How else are these laws affecting people’s lives?
First, you see people who are actually turned away from mental health services under these exemptions. That’s an immediate kind of refusal that is likely to happen even more often as a result of these laws.
One thing that comes up is that a lot of LGBT people just don’t seek mental health services because they don’t know where to find providers who won’t discriminate against them. We spoke with a number of therapists in Tennessee who said clients would come to them in crisis mode. They should have seen a therapist a long time ago, but had had such bad experiences with healthcare providers, or expected to face discrimination because of the law, and just hadn’t sought out the services that they needed. We spoke to therapists who were welcoming and affirming, and who had people driving for one or two hours just for weekly therapy sessions.
The third thing that has come out of the interviews is the harm to people’s dignity. As one lesbian woman in Mississippi told me, “You’re being treated with disrespect, as a second-class citizen – not even a citizen, an outsider.”
There are some big stories about this that have made headlines, but is there more happening?
One of the things I’ve learned from interviewing LGBT people is just how often they are discriminated against by healthcare providers or businesses in the US. It really illustrates that these laws fall on very fertile ground for further discrimination – they’re essentially telling providers they’ve got a green light from the state to discriminate against people.
Can you give me some specific examples?
Someone who in the report we called Kevin R., who is in his mid 50s and had been putting off the colonoscopy he was supposed to get.
He finally went, and he mentioned that his spouse was a man, and the doctor from then on used female pronouns for him even though he’s a cisgender man. The doctor used female pronouns for him all the way through and mocked him throughout the process. It confirmed his worst suspicions about how he’d be treated at the hands of a healthcare provider. That’s the kind of discrimination that deters people from seeking services in the first place and that these laws can tacitly encourage.

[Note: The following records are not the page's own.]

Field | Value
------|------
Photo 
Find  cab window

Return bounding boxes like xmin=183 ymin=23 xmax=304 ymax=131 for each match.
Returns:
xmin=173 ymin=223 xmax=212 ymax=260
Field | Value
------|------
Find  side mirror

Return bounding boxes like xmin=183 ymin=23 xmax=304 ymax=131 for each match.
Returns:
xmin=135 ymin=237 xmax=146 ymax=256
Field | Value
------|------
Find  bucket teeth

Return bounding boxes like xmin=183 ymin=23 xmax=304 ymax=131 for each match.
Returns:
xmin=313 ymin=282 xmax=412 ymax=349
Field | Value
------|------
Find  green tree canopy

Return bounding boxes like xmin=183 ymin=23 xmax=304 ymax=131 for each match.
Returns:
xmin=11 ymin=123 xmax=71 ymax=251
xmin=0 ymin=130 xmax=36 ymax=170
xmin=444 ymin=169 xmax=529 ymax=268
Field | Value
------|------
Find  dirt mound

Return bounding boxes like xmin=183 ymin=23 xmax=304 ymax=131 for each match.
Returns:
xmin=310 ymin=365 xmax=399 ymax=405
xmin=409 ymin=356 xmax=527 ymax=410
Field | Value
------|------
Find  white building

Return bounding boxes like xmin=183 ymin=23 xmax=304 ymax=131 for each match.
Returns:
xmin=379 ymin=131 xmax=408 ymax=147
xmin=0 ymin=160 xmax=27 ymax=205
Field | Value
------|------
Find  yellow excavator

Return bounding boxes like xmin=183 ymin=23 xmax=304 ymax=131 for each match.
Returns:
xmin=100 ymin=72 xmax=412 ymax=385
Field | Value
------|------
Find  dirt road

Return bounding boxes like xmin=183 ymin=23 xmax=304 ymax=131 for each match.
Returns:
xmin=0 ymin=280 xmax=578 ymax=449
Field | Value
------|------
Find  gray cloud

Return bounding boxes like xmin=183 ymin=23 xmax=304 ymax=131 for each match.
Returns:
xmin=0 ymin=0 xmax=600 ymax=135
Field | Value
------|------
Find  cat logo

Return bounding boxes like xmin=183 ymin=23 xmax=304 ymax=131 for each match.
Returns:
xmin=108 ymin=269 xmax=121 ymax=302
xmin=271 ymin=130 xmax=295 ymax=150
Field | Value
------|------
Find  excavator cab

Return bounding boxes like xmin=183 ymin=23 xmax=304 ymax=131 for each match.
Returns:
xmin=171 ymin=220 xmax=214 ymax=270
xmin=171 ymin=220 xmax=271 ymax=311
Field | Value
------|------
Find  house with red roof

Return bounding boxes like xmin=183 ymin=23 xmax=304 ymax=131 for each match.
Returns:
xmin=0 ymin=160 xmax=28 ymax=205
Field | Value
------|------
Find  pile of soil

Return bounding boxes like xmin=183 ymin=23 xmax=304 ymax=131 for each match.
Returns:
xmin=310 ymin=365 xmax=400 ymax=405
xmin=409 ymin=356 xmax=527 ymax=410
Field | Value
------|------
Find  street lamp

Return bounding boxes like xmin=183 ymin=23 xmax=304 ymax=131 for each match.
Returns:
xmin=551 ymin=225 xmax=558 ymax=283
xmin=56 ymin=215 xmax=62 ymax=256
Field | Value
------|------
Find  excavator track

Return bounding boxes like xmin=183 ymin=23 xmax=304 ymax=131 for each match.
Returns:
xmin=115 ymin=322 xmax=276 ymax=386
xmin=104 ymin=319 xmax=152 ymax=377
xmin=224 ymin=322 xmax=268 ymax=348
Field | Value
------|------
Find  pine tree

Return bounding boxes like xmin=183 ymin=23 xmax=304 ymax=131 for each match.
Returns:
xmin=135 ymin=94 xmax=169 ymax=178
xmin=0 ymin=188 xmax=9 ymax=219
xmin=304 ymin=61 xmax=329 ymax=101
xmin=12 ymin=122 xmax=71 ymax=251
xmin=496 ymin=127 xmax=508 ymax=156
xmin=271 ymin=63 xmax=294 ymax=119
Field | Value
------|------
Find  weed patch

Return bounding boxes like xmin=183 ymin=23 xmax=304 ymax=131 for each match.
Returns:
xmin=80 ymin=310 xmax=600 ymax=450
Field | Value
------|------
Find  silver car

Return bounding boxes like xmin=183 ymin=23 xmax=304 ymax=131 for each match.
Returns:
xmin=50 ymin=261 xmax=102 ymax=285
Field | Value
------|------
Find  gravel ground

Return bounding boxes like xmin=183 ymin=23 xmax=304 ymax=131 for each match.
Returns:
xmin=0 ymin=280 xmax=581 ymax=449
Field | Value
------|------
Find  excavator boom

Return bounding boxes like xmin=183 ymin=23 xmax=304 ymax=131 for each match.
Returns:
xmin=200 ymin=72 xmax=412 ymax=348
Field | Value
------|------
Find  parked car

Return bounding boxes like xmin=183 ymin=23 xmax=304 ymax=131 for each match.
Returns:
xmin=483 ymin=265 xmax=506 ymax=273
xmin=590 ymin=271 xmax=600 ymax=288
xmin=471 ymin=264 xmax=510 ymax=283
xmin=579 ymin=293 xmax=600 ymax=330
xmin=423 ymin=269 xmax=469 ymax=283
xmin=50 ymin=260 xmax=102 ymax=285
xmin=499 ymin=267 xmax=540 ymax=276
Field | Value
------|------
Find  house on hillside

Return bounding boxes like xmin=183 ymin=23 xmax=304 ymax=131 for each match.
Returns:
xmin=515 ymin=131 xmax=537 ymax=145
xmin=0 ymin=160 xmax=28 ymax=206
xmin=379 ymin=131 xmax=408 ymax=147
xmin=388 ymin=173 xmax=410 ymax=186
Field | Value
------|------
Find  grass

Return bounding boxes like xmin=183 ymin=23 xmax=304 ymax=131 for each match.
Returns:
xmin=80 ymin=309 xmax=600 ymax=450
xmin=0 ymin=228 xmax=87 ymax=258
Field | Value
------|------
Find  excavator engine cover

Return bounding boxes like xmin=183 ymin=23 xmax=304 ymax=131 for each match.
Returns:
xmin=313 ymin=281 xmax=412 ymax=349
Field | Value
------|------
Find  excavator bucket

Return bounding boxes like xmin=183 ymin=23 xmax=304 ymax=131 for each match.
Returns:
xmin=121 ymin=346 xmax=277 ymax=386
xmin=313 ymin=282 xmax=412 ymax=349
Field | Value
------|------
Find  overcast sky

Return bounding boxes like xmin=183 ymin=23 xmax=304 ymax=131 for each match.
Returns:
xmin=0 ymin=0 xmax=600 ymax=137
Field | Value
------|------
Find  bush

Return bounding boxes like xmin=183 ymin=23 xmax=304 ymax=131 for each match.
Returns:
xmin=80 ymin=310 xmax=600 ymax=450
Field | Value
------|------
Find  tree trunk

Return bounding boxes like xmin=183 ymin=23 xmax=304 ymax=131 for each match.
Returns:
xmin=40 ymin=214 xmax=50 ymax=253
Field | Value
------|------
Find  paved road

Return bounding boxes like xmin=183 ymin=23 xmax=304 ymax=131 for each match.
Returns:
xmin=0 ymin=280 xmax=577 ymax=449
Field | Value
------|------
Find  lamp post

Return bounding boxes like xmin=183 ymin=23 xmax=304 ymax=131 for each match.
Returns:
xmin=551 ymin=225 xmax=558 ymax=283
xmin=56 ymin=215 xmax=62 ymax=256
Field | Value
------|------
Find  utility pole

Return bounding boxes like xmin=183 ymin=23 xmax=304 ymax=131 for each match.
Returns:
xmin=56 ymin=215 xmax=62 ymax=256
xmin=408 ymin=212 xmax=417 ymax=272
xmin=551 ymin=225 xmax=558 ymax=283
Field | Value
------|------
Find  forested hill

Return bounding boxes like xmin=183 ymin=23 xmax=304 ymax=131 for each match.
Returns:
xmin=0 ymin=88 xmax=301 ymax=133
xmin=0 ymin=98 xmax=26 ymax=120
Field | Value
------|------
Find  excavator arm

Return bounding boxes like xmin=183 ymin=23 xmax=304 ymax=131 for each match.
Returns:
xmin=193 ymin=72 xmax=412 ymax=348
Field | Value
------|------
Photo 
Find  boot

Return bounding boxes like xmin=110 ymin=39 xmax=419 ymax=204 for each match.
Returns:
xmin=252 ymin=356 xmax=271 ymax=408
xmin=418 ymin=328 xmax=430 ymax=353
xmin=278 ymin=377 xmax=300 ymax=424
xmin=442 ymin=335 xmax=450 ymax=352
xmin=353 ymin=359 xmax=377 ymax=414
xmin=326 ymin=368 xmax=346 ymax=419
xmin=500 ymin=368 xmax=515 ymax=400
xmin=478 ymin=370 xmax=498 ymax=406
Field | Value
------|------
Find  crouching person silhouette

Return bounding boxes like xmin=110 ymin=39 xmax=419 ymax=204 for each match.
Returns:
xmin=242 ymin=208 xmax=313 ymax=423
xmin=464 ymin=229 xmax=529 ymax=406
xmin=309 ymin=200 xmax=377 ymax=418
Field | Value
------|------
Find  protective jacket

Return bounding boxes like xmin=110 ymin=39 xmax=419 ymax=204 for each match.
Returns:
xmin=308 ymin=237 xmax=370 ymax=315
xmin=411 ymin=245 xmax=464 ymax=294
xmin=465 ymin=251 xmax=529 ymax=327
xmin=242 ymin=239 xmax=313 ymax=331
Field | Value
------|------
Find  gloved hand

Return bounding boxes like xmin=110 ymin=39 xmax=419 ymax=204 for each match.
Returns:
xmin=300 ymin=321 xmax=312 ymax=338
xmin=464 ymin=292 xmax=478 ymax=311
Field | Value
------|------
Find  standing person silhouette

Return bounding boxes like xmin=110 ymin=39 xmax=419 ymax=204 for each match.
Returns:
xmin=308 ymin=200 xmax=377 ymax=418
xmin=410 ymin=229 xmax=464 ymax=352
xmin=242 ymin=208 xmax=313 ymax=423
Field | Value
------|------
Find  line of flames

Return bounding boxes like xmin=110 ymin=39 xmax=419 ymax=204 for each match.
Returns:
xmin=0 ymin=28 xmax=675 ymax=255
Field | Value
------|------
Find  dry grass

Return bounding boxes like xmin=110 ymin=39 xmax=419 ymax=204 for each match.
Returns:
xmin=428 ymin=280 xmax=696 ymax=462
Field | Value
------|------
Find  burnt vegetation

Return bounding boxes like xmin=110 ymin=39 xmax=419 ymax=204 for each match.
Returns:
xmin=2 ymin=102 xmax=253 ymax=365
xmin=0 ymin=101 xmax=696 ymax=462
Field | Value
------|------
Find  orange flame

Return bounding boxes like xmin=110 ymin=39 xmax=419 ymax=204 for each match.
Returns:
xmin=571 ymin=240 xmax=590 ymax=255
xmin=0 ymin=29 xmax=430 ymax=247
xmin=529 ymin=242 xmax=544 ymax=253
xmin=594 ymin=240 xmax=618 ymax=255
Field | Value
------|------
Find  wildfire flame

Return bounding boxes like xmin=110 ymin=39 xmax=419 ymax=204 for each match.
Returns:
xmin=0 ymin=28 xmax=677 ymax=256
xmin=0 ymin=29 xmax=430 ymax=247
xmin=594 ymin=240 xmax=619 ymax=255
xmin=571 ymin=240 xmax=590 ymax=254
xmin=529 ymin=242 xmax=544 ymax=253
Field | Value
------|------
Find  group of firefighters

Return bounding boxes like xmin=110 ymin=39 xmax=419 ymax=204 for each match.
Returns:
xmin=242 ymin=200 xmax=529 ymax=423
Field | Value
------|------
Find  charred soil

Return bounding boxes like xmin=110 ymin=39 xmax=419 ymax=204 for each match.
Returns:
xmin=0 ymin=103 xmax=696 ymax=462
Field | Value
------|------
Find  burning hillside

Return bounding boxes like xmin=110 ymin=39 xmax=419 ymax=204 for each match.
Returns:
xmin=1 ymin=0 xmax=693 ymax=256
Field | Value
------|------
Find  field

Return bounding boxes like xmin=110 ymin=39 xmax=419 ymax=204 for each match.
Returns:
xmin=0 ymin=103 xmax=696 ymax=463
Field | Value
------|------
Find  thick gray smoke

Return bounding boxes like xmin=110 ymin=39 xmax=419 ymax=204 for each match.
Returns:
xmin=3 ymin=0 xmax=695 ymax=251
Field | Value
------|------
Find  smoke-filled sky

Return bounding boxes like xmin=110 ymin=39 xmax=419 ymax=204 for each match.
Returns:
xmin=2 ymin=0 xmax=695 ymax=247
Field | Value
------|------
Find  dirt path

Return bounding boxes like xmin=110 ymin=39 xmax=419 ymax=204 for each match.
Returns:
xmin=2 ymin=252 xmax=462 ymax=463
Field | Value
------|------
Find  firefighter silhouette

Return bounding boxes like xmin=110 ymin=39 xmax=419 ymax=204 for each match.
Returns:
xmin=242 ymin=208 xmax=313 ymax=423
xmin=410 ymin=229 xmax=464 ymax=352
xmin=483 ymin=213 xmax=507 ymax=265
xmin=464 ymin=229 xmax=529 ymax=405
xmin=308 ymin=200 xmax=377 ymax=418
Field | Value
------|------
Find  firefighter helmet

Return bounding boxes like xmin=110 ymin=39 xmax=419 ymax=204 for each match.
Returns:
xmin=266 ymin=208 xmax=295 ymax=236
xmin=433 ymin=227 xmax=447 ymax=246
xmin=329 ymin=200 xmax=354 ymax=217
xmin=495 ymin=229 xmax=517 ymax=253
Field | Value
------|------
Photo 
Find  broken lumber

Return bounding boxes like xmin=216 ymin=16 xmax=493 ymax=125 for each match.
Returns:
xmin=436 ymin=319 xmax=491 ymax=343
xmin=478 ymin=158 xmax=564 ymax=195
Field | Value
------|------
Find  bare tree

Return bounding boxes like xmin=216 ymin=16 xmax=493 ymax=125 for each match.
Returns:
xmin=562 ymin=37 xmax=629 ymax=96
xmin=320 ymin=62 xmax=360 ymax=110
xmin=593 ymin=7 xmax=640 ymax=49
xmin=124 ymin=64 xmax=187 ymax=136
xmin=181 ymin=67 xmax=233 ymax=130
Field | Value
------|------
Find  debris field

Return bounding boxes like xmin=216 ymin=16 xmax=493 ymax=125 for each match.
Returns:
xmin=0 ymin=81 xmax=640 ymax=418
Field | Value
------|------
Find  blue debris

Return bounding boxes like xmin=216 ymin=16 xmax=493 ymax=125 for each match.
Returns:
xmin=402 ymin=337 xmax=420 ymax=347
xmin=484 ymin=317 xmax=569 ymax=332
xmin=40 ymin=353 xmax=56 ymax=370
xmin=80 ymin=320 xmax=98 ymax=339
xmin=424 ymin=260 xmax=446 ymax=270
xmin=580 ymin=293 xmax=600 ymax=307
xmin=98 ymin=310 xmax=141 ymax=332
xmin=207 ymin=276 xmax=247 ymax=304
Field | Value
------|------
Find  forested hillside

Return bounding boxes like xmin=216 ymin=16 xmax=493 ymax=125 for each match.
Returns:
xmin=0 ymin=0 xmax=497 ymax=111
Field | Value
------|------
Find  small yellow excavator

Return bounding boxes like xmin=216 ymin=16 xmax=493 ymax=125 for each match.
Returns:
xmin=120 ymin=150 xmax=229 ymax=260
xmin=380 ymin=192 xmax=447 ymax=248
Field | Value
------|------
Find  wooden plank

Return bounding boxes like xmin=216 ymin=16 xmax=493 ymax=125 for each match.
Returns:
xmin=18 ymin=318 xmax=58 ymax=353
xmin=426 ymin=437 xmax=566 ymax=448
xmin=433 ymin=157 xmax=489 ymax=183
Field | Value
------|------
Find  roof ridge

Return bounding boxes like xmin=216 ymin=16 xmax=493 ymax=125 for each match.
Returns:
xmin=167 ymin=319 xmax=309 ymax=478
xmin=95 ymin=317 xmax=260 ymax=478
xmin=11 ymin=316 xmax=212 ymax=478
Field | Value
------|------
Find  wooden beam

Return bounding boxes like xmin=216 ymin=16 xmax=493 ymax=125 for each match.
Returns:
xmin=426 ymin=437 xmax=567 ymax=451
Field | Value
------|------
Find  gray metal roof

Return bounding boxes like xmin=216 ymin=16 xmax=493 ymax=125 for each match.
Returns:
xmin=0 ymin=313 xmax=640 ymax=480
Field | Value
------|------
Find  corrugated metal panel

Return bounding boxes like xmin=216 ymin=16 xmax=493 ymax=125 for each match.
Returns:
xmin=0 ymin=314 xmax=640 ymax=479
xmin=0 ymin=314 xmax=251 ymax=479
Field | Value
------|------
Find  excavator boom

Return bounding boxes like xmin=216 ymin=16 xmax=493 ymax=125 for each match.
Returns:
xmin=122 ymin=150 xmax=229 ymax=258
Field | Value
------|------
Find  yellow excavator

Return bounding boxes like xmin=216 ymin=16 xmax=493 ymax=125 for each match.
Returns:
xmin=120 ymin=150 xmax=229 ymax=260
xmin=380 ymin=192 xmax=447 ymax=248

One transgender woman had been seeing a therapist for bipolar disorder and depression. The therapist was going to be away for the weekend and told her, "If you have a moment of crisis, go to the emergency room.” She did have a moment of crisis, went to the emergency room, and was essentially told by the therapist on staff that her distress was because she was a man living as a woman and going against God.
You wonder how many of those kinds of instances happen all the time and how often religious bias is already used to deter people from services, and then what it means to pass laws like this that really put LGBT people at risk.
What can people do?
One thing people can do is really push for robust non-discrimination policies in their states. Those policies are supported by a majority of the public in every state.
One of the things I was reminded of from the interviews is that LGBT people have often faced intense discrimination from the faith communities and churches they grew up in. Historically some faith communities have been active in anti-LGBT efforts or have struggled with including LGBT people within their own denominations.
People I spoke with mentioned that if you go to a doctor’s office that identifies itself as a Christian provider, or has overtly religious imagery on the walls, LGBT people will worry the provider is not LGBT-friendly. Something providers can voluntarily do is be welcoming. For example, a doctor who is religious, but also committed to doing no harm and to serving everyone, can make their office an LGBT-affirming space. It can be really important to place signals that they are open for all clients.
This interview has been edited and condensed.